Sunday, July 4, 2010

Thinking


Yesterday I finished the book "Blink" by Malcom Gladwell. It is a provocative best seller on the process of thinking. The idea of thinking without thinking and also issues of how we respond to situations based on the kind of thinking we do were illustrated. We tend to make judgements both with our conscious and unconscious minds. The book illustrates that we can leap to incorrect solutions with both processes but in some situations it is clear that relying on and immediately acting on unconscious thinking is the best remedy. We can sometimes immediately assess a situation with a very thin slice of information and act immediately.

As a tennis player, I have often made a shot without thinking simply based on the ball return and an immediate assessment of the position of my opponent on the court. I didn't analyze, I simply thin sliced the information available and acted. That is not to say that there isn't value in analyzing the game of tennis and also preparing with a lot of practice. The author of "Blink" illustrates this with his own examples.

Another part of the book that intrigued me was the work on reading facial expressions as a means of understanding what a person really is thinking. The face has an extraordinary array of muscles that shape the face to display what is going on in the mind. I think we have all experienced the person who expresses praise with words but by the appearance of the face we know that it is false. Or someone may laugh at our joke, but they are really not amused if you look into their eyes that do not twinkle. While I was in graduate school at Iowa State University in the 1960's a fellow doctoral student had suffered from a disease that had paralyzed the muscles of one side of his face. Apparently this can occur later in life from exposure to chicken pox. This paralysis, was striking in that you had right face with expression and left face with none. To have the emotions illustrated on one side contrasted to the other blank slate was disconcerting and in recalling it now explains some of the discomfort it caused in our initial conversations. Fortunately repeated exposure dulled this reaction. My wife told me today that people who have botox treatment for wrinkles can end up with frozen expressions. What a tragedy!

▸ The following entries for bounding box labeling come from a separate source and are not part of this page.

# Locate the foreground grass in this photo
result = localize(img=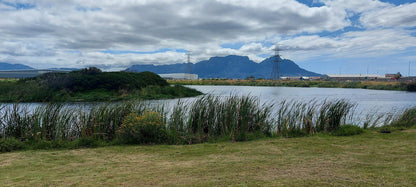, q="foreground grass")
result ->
[0,129,416,186]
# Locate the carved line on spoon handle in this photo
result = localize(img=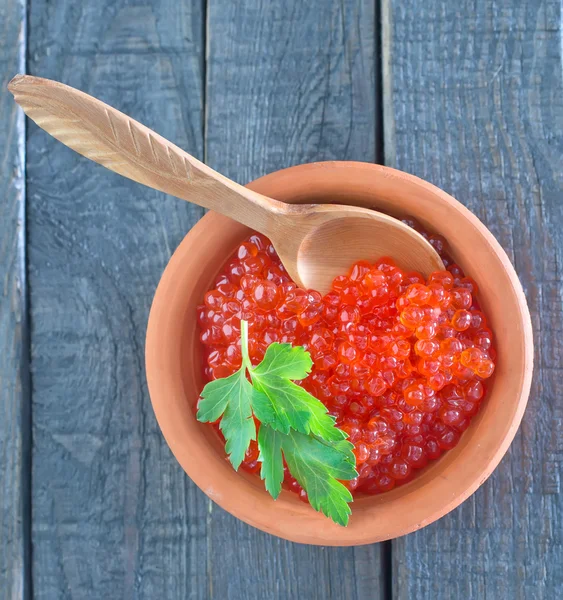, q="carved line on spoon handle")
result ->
[8,75,288,235]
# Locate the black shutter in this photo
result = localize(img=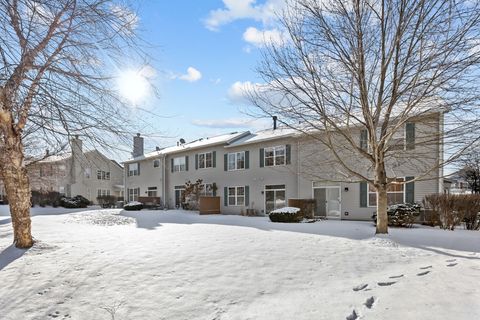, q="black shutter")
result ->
[260,148,265,168]
[223,187,228,207]
[405,122,415,150]
[360,182,368,208]
[285,144,292,164]
[405,177,415,203]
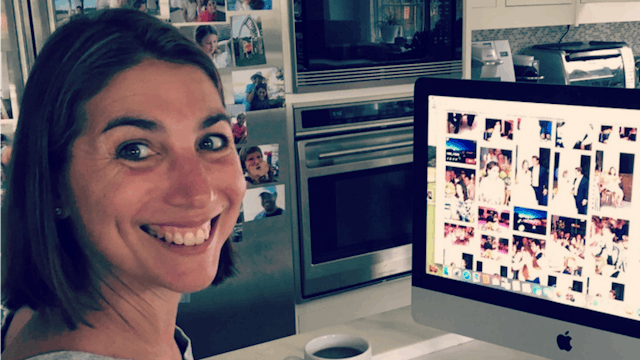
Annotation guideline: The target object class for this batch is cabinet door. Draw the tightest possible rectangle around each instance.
[580,0,638,4]
[506,0,572,6]
[470,0,498,9]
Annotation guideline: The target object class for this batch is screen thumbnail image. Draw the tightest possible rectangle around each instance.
[480,235,509,260]
[446,138,476,165]
[510,235,548,284]
[587,277,625,301]
[478,148,512,205]
[447,113,478,136]
[513,206,547,235]
[547,215,587,276]
[512,146,551,206]
[594,150,635,211]
[483,118,515,142]
[444,223,474,248]
[585,216,631,278]
[444,166,476,222]
[553,151,591,215]
[478,206,510,233]
[598,125,638,146]
[514,118,553,146]
[556,121,597,150]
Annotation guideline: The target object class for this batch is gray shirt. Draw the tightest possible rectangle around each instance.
[20,326,193,360]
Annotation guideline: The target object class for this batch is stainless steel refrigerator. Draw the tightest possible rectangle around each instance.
[0,0,296,358]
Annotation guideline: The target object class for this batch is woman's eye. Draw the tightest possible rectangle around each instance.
[200,135,229,151]
[116,143,151,161]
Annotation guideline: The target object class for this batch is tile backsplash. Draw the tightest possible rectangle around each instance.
[471,21,640,56]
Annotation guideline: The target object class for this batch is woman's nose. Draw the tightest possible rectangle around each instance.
[166,156,215,208]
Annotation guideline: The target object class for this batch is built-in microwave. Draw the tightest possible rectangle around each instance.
[288,0,463,93]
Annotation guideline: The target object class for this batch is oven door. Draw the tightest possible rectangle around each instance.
[297,127,413,298]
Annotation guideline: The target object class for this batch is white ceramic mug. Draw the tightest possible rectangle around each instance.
[304,334,371,360]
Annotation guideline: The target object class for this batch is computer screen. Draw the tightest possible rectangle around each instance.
[412,78,640,359]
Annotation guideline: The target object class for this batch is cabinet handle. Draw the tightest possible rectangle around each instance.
[318,141,413,159]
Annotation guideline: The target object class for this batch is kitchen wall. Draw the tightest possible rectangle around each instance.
[471,21,640,57]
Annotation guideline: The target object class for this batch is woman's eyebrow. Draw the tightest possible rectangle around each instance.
[200,113,231,130]
[102,114,231,133]
[102,116,158,134]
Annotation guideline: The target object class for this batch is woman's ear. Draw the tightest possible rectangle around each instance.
[53,175,73,219]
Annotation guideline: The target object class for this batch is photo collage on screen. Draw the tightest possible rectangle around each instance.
[436,111,640,317]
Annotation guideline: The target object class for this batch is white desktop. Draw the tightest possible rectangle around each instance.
[412,78,640,359]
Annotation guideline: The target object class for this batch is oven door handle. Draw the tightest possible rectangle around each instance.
[318,141,413,160]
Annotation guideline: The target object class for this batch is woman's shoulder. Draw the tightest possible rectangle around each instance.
[20,351,116,360]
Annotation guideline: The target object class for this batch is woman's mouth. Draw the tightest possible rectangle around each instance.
[140,215,219,246]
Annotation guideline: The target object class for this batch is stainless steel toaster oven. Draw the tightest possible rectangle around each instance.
[524,41,636,88]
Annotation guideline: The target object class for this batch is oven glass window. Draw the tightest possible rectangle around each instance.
[309,163,413,264]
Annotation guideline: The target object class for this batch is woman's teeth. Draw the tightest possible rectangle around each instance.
[140,221,211,246]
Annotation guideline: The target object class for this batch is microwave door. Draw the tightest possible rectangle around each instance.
[565,49,625,87]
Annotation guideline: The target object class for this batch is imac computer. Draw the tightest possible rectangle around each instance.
[412,78,640,359]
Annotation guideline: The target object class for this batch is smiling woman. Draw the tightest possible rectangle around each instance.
[0,10,246,360]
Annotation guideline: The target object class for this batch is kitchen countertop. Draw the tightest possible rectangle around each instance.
[204,306,544,360]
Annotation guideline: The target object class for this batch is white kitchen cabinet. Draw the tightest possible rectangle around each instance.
[580,0,638,4]
[465,0,579,30]
[576,0,640,25]
[506,0,574,6]
[469,0,498,8]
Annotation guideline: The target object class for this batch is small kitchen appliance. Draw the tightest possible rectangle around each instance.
[524,41,636,88]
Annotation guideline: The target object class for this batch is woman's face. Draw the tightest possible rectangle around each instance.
[68,60,246,293]
[200,34,218,56]
[258,89,267,100]
[487,166,500,179]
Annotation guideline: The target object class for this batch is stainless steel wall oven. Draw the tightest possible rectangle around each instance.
[294,98,413,298]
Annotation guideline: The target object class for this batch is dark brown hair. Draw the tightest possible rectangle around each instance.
[0,9,234,330]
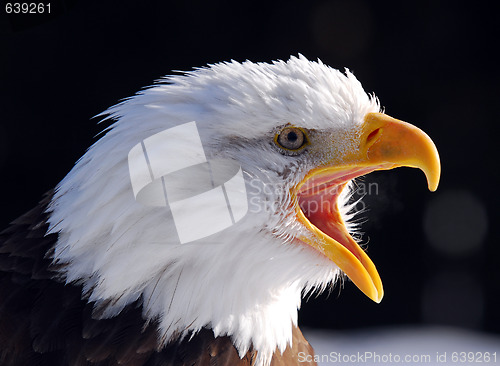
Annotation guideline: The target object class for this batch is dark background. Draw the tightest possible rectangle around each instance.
[0,0,500,333]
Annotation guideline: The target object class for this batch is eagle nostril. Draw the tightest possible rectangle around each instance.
[366,128,382,147]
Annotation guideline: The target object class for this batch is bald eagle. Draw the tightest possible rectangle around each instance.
[0,55,440,366]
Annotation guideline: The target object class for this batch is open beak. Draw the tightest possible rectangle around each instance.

Clearly the mind is a complex thing. As an academic I have engaged in a lot research that involved conscious analytical thinking and study. However, I do believe that breakthroughs that I achieved on a project almost always came from sudden unconscious flashes of insight from the unconscious mind.

I guess the conclusions I take away from this book are:
1. That I will be more alert to reading the expressions of folks I encounter.
2. I will listen more closely to my intuition arising from flashes of insight.
3. I will keep on synthesizing what I learn from both my conscious and unconscious thinking.